- Theatrical release poster
- Directed by: Kyle Rideout
- Screenplay by: Josh Epstein; Kyle Rideout;
- Produced by: Josh Epstein
- Starring: Judy Greer; Daniel Doheny; Siobhan Williams; Andrew McNee; Andrew Herr; Russell Peters; Grace Park;
- Cinematography: Stirling Bancroft
- Edited by: Yvann Thibaudeau
- Music by: Matthew Rogers
- Production company: Motion 58 Entertainment
- Distributed by: Gravitas Ventures
- Release dates: September 9, 2017 (TIFF); April 27, 2018 (United States);
- Running time: 86 minutes
- Country: Canada
- Language: English
- Box office: $8,090

= Adventures in Public School =

Adventures in Public School is a 2017 Canadian teen comedy film directed by Kyle Rideout, who also co-wrote the screenplay with Josh Epstein. It stars Judy Greer, Daniel Doheny, Siobhan Williams, Andrew McNee, Andrew Herr, Russell Peters, and Grace Park.

The film had its world premiere at the Toronto International Film Festival on September 9, 2017, under the title Public Schooled. It was released in the United States on April 27, 2018, by Gravitas Ventures.

==Production==
In October 2016, it was announced Judy Greer had been cast in the film, with Kyle Rideout directing from a screenplay he co-wrote with Josh Epstein. Epstein served as the film's producer, while Justine Whyte and Adam Folk served as executive producer and co-producer, respectively. The Canadian Film Centre and Telefilm Canada co-financed the film. In November 2016, Russell Peters and Daniel Doheny joined the cast of the film.

===Filming===
Principal photography took place in Vancouver, Canada, from November to December 2016.

==Release==
The film had its world premiere at the Toronto International Film Festival on September 9, 2017. Shortly after, Gravitas Ventures acquired U.S. distribution rights to the film.
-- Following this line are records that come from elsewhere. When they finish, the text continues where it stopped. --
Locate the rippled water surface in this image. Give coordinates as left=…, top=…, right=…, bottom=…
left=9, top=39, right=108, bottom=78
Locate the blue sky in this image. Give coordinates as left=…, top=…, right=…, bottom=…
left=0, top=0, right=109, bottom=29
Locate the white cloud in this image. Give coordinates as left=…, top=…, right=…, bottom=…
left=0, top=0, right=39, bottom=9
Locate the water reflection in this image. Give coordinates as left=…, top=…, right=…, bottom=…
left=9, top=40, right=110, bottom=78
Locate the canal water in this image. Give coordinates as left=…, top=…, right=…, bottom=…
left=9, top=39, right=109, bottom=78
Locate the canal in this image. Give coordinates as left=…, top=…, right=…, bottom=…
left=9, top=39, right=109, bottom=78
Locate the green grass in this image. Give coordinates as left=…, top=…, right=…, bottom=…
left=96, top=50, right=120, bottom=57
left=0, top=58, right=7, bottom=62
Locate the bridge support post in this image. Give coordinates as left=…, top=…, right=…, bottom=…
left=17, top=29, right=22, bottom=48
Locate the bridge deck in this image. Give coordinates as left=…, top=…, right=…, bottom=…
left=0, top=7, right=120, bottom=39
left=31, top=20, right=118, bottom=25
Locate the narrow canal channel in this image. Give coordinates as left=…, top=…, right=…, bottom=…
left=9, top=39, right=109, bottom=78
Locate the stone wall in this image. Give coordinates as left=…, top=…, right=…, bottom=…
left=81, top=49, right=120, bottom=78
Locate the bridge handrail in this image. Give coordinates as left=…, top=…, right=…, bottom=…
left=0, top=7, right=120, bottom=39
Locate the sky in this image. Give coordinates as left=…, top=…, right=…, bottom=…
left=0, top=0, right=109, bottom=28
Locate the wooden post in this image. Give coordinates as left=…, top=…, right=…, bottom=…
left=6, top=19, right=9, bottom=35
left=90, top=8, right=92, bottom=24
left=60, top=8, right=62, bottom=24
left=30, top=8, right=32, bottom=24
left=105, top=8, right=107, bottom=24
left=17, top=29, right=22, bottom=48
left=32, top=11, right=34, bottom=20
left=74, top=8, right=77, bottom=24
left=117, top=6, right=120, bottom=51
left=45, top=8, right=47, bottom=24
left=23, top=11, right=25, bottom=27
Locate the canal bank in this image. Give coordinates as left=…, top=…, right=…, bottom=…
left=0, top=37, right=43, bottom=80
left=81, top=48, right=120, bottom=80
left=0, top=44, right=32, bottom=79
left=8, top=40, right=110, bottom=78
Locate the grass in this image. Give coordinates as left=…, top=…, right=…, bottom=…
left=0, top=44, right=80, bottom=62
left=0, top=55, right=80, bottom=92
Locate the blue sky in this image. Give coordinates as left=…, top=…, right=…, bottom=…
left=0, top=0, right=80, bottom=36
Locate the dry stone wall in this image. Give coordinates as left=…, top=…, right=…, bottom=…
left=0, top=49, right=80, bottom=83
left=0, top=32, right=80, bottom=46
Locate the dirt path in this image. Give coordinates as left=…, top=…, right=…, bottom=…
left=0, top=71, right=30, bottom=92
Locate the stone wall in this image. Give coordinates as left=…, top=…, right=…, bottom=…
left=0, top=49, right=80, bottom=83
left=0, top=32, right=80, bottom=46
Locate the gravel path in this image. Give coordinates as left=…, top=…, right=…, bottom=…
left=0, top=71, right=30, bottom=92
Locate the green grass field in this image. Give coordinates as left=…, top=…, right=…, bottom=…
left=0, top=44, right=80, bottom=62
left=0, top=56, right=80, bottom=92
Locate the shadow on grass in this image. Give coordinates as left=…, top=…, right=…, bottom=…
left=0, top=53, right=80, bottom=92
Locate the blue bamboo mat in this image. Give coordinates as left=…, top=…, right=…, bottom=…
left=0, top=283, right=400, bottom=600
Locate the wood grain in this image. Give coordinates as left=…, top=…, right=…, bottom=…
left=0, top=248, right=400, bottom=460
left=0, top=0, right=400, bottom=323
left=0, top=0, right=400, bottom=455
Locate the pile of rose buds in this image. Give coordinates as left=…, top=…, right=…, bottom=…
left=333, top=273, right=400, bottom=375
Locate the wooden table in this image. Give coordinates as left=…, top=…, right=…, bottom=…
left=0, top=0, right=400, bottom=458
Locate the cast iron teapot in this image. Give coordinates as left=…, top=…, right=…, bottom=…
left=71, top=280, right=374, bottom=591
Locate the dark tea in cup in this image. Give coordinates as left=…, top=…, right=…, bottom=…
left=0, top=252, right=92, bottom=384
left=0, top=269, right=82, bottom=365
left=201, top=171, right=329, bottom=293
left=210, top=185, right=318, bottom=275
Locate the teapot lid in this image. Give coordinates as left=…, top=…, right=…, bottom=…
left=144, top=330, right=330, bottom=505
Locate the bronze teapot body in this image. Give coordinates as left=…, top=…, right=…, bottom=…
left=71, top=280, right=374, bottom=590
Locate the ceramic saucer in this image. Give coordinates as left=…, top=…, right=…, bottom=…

It was released theatrically and through video on demand on April 27, 2018.

In December, the Toronto International Film Festival named the film to its annual Canada's Top Ten list of the ten best Canadian films.

==Reception==
===Critical response===
On review aggregator Rotten Tomatoes, the film holds an approval rating of 75% based on 8 reviews, with an average rating of 5.90/10.

===Awards===
Rideout received a nomination for the Directors Guild of Canada's DGC Discovery Award.